Outside the bellyaching, some ideas were kicked around — including using reserves to keep from increasing millage, which would also mean more taxes. That’s not a bad idea. After all, that is what we have to do as we sit at our kitchen table and pay bills. We don’t have the luxury of reaching into someone else’s pockets to keep our checkbook in balance.

The council will consider that plan, but it didn’t get a warm reception. Why would it when they can ask the taxpayers for more? But there are some things that need to be made clear. There needs to be some changes made.

• Overtime for managers and department heads needs to be eliminated. Managers shouldn’t be paid hourly. They claim that they operate like a business and in a fiscally responsible manner. Nowhere in the private sector are managers paid overtime. As it stands now, many of the city’s managers can basically work overtime as they see fit and are paid for it. Must be nice.

• Having meetings recorded for transparency is nice, but does the city and the county too, for that matter, need a television station that have a budget of about half-a-million dollars? No, it doesn’t. Posting videos and calendars on the Internet would serve the same purpose. Right now, all the programs are glorified opportunities for leaders to get air time. Wouldn’t election opponents like that luxury and equal time? You know they would.

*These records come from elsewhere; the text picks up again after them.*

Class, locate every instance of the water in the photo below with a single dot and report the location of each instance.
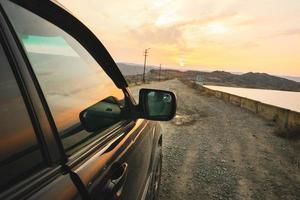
(283, 99)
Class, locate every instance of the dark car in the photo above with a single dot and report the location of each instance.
(70, 129)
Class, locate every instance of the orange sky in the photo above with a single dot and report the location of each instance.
(231, 35)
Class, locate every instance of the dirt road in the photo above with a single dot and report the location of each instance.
(214, 150)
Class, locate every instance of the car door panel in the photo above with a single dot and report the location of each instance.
(134, 150)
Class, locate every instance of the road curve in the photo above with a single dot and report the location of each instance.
(214, 150)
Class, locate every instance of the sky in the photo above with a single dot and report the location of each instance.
(230, 35)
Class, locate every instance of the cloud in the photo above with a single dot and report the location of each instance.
(172, 33)
(289, 32)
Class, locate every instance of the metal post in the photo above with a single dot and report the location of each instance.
(159, 72)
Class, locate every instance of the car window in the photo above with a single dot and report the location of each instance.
(70, 78)
(20, 154)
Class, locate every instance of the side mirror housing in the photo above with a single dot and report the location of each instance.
(157, 105)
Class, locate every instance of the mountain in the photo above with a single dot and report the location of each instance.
(250, 80)
(133, 71)
(247, 80)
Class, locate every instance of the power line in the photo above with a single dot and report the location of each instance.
(159, 72)
(145, 60)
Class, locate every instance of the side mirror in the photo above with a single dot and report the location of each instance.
(101, 115)
(157, 105)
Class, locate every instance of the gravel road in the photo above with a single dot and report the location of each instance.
(214, 150)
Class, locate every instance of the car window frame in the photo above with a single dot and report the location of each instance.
(33, 182)
(104, 141)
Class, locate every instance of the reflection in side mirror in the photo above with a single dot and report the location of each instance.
(101, 115)
(157, 104)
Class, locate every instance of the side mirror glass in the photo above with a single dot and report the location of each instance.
(157, 105)
(101, 115)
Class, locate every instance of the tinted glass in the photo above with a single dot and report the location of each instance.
(19, 151)
(69, 76)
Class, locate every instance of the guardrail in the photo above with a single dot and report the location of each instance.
(285, 119)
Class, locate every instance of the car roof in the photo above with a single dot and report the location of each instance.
(57, 14)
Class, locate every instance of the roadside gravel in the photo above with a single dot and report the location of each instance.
(214, 150)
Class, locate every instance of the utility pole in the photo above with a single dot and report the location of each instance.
(159, 72)
(145, 55)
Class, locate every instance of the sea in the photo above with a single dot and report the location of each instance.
(283, 99)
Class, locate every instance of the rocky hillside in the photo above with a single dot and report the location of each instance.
(133, 72)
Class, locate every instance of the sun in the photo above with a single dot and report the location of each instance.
(181, 62)
(217, 28)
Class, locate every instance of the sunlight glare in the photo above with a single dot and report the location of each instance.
(216, 28)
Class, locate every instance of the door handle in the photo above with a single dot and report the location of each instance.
(116, 180)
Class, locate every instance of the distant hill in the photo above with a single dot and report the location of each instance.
(247, 80)
(132, 73)
(250, 80)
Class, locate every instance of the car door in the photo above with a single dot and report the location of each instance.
(28, 168)
(112, 162)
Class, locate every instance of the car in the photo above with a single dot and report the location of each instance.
(70, 127)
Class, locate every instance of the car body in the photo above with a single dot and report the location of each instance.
(70, 128)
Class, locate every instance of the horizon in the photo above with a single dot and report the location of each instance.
(231, 35)
(202, 69)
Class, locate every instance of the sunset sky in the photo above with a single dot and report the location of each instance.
(231, 35)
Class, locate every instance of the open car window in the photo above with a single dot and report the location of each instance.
(70, 78)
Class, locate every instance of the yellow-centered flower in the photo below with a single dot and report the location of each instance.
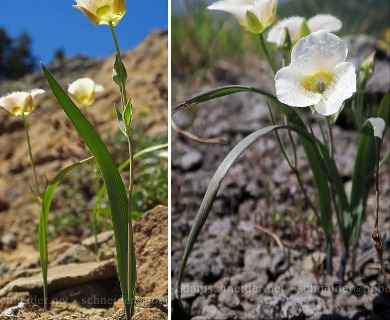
(318, 74)
(83, 91)
(20, 102)
(102, 11)
(253, 15)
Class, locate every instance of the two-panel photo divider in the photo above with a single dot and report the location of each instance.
(195, 159)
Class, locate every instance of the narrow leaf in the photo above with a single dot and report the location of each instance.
(115, 189)
(364, 169)
(215, 184)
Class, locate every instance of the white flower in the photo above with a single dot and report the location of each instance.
(20, 102)
(102, 11)
(253, 15)
(83, 91)
(318, 74)
(324, 22)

• Travel to conferences, retreats and training for elected officials needs to be stopped. The word nonessential comes to mind.

• We read and hear that home values are on the rebound. That would mean that in time, the tax digest would increase. If millage is increased, the potential of budget surplus could be a reality very soon. If this council raises the millage, then it should promise that any overages would be refunded to the taxpayers and they would move to roll back the millage rate.

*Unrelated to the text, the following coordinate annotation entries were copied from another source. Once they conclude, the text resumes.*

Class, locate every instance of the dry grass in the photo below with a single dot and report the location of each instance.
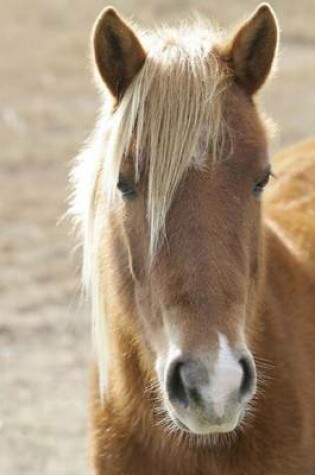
(48, 105)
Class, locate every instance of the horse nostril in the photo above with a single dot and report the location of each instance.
(175, 385)
(248, 380)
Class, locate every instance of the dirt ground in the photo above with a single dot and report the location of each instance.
(47, 106)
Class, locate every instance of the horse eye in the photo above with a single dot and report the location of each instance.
(262, 182)
(127, 187)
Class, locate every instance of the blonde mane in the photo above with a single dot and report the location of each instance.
(178, 93)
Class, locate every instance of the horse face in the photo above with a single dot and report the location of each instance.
(196, 297)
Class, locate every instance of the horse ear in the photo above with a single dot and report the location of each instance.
(252, 50)
(118, 53)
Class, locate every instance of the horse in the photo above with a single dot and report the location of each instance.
(202, 291)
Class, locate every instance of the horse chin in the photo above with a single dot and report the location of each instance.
(198, 426)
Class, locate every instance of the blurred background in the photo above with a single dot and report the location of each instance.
(47, 107)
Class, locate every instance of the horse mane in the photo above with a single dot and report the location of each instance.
(178, 93)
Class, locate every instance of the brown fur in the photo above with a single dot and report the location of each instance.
(221, 253)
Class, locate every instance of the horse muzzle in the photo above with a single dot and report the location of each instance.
(206, 398)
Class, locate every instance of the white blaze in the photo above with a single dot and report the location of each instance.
(227, 376)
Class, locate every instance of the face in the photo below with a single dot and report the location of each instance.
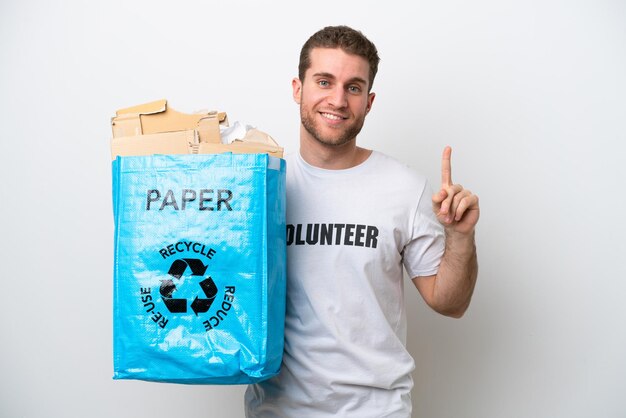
(333, 96)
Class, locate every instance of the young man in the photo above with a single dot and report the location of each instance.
(355, 218)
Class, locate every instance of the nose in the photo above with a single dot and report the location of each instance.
(337, 97)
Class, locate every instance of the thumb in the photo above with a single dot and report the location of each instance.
(439, 197)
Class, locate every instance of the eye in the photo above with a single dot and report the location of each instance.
(323, 83)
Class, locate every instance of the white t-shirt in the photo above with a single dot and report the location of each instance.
(349, 234)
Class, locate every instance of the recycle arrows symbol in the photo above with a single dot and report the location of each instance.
(177, 269)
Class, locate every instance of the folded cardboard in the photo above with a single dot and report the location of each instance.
(156, 128)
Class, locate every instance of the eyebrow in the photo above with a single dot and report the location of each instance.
(331, 76)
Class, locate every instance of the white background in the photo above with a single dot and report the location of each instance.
(530, 94)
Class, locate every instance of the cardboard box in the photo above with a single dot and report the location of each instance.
(156, 128)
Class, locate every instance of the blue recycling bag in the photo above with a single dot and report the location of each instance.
(200, 269)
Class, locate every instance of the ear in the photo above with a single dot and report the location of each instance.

It is easy today to look at the conference center and West Pines Golf Course and say that is killing the budget. They certainly don’t help, but they are here and aren’t going away. We will be paying for the conference center until 2035. Could the operating budget be cut? Yes, and they need to do that.

A lot of people in this country took issue with the Obama Administration when, time after time, the economic woes of the country were blamed on the previous administration. But to be honest, West Pines and the Conference Center were the ideas of a previous administration and in a pre-recession economy, they seemed like a good concept. But in this climate, in hindsight, they don’t have the same glow.

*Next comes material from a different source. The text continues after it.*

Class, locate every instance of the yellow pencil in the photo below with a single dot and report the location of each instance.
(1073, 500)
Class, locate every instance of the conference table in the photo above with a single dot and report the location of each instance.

Mayor Harvey Persons will tell you quickly that this wasn’t his idea, but now he and this council have to find a away to make it work. They are trying everything, and so far the results are mixed at best.

We asked Councilman Mike Miller how he felt about the budget mess, how the city got to this point and how should the council deal with it. The answer wasn’t sunshine and rainbows, but is was as close to the way we see it as we have heard so far.

“The city is in an unfortunate financial crisis that is a direct result of the former mayor’s leadership and those who followed his reckless initiatives,” Miller said. “Being fiscally and economically conservative, I believe the primary function of city government is to provide for the general welfare and safety of the city residents and businesses; not to provide taxpayer-supplemented government services, which directly compete with the local private sector and discourage private investment. While we need to learn from mistakes of the past, dwelling on them will not solve the tough issues.

“The current mayor and council have inherited the problem, together we are working to develop a solution that does not jeopardize the fiscal or physical welfare of our citizens. I believe that by being as efficient and transparent as possible, the current mayor and council can instill confidence in our citizens so that our community can weather this financial storm together.”

Blaming a headline in a newspaper isn’t going to change that you have more expenses than you have income right now. So cut the budget to the bone, find any new revenues that may be out there and use a safe level of reserves. Then and only then, ask the taxpayers for help.